Kleine Kinder müssen lernen, wie wichtig es ist, andere zu lieben. Beim Spiel mit Gleichaltrigen lernen sie, daß sie nicht immer ihren eigenen Willen durchsetzen können, nicht immer das tun können, was ihnen beliebt, und nicht immer nur an sich denken können. Kleine Kinder neigen dazu, auf ihrem Willen zu bestehen, erkennen aber bald, daß der Preis einer Kameradschaft darin besteht, anderen auch mal den Vorrang zu lassen. Kleine Ichanbeter werden vereinsamen.
Du mußt Gott lieben
Wir sind ein winziges Nichts, verglichen mit der Größe der Erde, die winzig ist im Vergleich zu unserer Sonne, die wiederum ein kleiner Stern unter Millionen anderen in unserer Milchstraße ist. Unsere Milchstraße ist nur eine unter Milliarden anderen des Universums. Wir stünden in der Weite dieses Raumes mikroskopisch klein und völlig unbedeutend da — es sei denn, der Gott, der das Universum erschaffen hat, hat auch uns erschaffen, sorgt für uns und hat einen Zweck für unser Dasein vorgesehen. Das ist auch der Fall, und allein aus diesem Grund kann unser Leben Sinn und Zweck haben. Gott liebt uns, und wir müssen ihn lieben. Dieser Punkt wird in der Bibel wiederholt hervorgehoben. Leslie K. Tarr, ein religiöser Schriftsteller, stellte mit folgenden Worten die Philosophie des Ichkults dem Christentum gegenüber:
„Das Evangelium des Eigennutzes trifft zutiefst alles Edle unserer Kultur und ist dem christlichen Evangelium völlig entgegengesetzt. ,Das Beste immer für mich‘ ist der Schlachtruf der neuen Barbarei. Das christliche Evangelium ist ein Aufruf ganz anderer Art. Es fordert dich dazu auf, dich selbst zu verleugnen, das Kreuz aufzunehmen, ... die andere Wange hinzuhalten und die zweite Meile zu gehen. Im Gegensatz dazu nimmt sich der Aufruf ,Das Beste immer für mich‘ schäbig aus ... Das Evangelium des Insichgekehrtseins ist in seinen religiösen und weltlichen Formen weit entfernt von der Botschaft, die unsere Augen zuerst auf Gott und dann nach draußen zu anderen lenkt“ (Toronto Star, 25. November 1978).

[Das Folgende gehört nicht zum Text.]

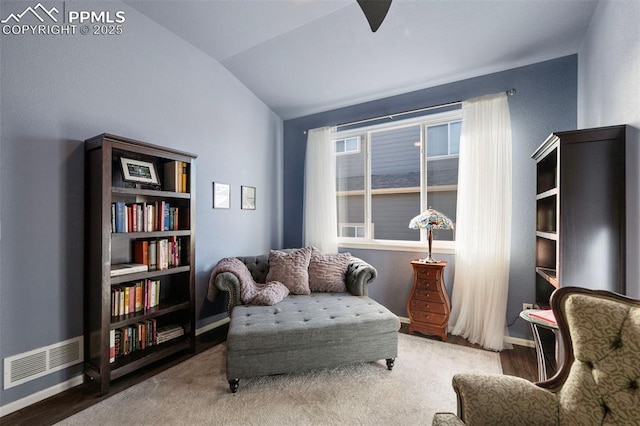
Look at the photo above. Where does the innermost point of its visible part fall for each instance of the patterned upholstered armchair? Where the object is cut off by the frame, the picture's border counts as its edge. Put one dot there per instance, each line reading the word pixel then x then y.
pixel 598 383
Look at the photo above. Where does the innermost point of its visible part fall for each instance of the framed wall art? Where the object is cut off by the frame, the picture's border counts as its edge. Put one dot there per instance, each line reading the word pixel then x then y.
pixel 248 197
pixel 139 171
pixel 221 195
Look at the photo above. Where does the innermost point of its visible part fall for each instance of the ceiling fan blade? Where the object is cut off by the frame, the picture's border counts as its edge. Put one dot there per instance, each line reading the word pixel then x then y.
pixel 375 11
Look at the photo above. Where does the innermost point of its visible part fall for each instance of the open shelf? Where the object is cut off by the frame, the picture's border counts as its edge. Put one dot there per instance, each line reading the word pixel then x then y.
pixel 118 198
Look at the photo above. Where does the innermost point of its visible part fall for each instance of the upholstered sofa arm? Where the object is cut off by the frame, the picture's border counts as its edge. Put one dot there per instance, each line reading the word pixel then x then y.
pixel 229 282
pixel 359 275
pixel 497 399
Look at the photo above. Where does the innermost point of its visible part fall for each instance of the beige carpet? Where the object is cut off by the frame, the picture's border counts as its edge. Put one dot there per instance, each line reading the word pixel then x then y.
pixel 196 392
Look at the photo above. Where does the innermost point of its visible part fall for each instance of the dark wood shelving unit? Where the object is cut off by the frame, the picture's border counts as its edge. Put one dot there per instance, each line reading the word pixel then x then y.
pixel 580 211
pixel 580 216
pixel 104 186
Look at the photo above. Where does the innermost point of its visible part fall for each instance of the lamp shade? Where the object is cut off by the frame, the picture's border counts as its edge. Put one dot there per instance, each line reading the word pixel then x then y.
pixel 431 219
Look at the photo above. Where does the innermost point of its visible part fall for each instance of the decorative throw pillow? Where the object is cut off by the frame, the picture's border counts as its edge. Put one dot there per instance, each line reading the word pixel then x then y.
pixel 291 269
pixel 270 294
pixel 327 271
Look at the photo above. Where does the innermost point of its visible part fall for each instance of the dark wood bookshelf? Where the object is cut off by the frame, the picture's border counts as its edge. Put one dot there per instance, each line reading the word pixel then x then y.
pixel 106 184
pixel 580 217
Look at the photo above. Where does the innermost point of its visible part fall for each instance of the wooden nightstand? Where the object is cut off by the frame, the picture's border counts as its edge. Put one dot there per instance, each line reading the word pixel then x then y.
pixel 428 305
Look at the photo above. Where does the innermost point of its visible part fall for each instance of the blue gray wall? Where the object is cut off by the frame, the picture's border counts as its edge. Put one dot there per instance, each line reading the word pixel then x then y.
pixel 146 84
pixel 545 102
pixel 609 94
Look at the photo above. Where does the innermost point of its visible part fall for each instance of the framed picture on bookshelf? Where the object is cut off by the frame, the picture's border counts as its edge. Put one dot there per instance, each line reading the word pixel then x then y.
pixel 221 195
pixel 139 171
pixel 248 197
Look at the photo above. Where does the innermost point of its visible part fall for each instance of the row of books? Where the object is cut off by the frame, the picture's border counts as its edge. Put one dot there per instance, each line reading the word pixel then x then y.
pixel 169 332
pixel 135 297
pixel 176 175
pixel 124 340
pixel 161 253
pixel 140 336
pixel 148 217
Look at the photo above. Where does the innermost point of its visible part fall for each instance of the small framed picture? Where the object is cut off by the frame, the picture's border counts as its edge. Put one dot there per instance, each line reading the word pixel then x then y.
pixel 139 171
pixel 248 197
pixel 221 195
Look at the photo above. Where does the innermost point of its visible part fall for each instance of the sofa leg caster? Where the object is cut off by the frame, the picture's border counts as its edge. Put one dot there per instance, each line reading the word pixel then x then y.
pixel 390 362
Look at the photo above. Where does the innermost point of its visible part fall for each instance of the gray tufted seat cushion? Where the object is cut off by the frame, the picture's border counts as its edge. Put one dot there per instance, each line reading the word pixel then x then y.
pixel 301 321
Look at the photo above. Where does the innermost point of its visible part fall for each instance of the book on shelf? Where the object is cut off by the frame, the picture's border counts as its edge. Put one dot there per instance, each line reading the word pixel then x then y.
pixel 132 338
pixel 544 315
pixel 119 269
pixel 168 332
pixel 148 217
pixel 185 176
pixel 135 297
pixel 175 176
pixel 112 345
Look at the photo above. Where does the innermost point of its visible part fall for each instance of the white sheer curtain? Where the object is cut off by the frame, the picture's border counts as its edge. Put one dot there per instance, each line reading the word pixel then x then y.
pixel 320 221
pixel 483 236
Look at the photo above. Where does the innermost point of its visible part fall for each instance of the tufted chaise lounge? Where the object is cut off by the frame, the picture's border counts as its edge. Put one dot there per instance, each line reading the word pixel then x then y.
pixel 598 383
pixel 306 331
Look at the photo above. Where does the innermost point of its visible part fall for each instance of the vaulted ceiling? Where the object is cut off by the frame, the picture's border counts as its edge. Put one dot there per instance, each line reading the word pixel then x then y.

Der angesehene Historiker Arnold Toynbee sprach von einer ernsthaften moralischen Kluft, vor der wir stehen, und sagte über die Wissenschaft:
„Sie hat ihm [dem Menschen] nicht geholfen, aus dem Gefängnis seiner angeborenen Ichsucht auszubrechen und sich in die Gemeinschaft einer Realität zu begeben, die größer, wichtiger, wertvoller und beständiger ist als das Individuum selbst“ (Surviving the Future, Arnold Toynbee).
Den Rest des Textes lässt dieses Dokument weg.